Whilst numerous books have been written on the subject of culture, there are usually some exceptions to the rules, and at a first glance a plant may be seen growing in a position not recommended in the Handbooks, but a careful study often reveals that, perhaps in an adjoining property a tree provides some protection against late afternoon sun, the house, particularly if more than one story, or even a group of trees on the other side of the street may again provide some shade and break the force of the wind.
It is interesting that a particular rhododendron may vary considerably in well being and healthiness, often in reasonably close proximity, but a careful study will generally reveal some factor causing the inconsistency.
Extensive garden visits are a regular feature in England, and an indication of the popularity of these outings may be gained by a study of the R.H.S. Yearbooks as well as the Rhododendron and Camellia Group Newsletters. Visits to the National Rhododendron Garden at Olinda are a popular outing in the spring, and the Species Study Group meets regularly to have general discussions on the many species in the garden. Recently, whilst going through my slides to make a selection for a special Study Group meeting, I was particularly taken with a group of three species, a description of which follows:
Subsect. Lapponica, R. hippophaeoides var. hippophaeoides, which has been tastefully sited in a prominent position in one of the rock gardens, where it stands out like a sentinel and attracts considerable attention with its acridly aromatic green leaves and powder blue flowers.

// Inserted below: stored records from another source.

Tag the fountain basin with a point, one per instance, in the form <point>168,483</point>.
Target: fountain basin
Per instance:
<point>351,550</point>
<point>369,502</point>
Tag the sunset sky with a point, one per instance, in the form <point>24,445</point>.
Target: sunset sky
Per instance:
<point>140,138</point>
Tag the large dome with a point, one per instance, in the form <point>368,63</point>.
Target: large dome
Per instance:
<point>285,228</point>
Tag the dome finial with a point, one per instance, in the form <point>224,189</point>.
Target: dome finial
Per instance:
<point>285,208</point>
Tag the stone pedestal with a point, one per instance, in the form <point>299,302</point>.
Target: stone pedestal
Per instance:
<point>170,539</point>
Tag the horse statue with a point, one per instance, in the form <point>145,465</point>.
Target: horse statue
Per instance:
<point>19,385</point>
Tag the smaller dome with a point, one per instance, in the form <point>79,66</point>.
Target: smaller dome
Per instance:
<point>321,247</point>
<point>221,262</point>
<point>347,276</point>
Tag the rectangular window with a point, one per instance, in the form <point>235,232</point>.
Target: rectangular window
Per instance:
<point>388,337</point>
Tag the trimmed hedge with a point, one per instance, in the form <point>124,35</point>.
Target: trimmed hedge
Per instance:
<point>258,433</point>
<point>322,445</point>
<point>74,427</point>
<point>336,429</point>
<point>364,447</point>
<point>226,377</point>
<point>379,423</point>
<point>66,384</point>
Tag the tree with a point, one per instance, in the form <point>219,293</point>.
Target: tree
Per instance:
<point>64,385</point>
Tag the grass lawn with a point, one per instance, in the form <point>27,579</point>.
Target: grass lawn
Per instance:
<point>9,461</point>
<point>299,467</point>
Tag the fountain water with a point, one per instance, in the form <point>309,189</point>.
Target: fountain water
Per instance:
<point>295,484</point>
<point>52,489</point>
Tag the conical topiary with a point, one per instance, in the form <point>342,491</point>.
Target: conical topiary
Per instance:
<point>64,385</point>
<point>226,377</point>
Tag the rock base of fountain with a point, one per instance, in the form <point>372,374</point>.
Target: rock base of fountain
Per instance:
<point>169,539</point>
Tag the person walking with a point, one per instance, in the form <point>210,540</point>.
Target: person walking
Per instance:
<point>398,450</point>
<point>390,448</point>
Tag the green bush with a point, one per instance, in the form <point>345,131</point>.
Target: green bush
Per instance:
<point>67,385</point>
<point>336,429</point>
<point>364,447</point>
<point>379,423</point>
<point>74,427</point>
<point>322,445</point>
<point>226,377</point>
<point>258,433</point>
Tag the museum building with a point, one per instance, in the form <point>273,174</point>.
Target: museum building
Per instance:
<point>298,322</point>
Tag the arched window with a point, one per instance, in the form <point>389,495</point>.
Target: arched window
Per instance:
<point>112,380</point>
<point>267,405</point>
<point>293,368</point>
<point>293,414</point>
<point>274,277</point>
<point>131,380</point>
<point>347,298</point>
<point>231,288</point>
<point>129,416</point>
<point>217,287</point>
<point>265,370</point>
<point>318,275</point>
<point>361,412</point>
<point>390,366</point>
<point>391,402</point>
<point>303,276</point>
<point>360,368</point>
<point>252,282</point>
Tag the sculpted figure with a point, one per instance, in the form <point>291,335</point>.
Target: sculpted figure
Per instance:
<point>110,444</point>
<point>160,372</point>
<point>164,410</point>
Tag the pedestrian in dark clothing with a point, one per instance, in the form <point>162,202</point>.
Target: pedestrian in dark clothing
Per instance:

Collected in Yunnan at 9/11,000 feet, where it is often found in boggy ground, the leaves, as the specific name indicates are the shape and color of sea buckthorn.
Next, Subsect. Maculifera, R. morii, a shrub of up to 25 feet, collected in Formosa (now Taiwan), 6/10,000 feet, attracts attention when in flower, up to 15 in a loose truss, white flushed rose, widely campanulate. A very beautiful rhododendron.
And, finally, Subsect. Tephropepla, R. tephropeplum, an attractive small shrub, usually from 3 to 6 feet tall, with good dense foliage, slightly scaly above, glaucous and with dense black scales beneath. Flowers in trusses 3/9, tubular campanulate, pink or reddish purple, occasionally perfumed. Collected S. E. Tibet, Yunnan and Assam, 8,000 to 14,000 feet.
Once having watched a group of rhododendrons as just described progress through the bud stage, and finally the flowers appear, to be admired and photographed, there is little chance of not being able to identify them on some future occasion.
Nurserymen have the advantage in this respect as they are handling rhododendrons every day of the week; nevertheless, there are several nurserymen members of the Species Study Group at Olinda, which can only be an advantage as it widens the spectrum of knowledge within the group.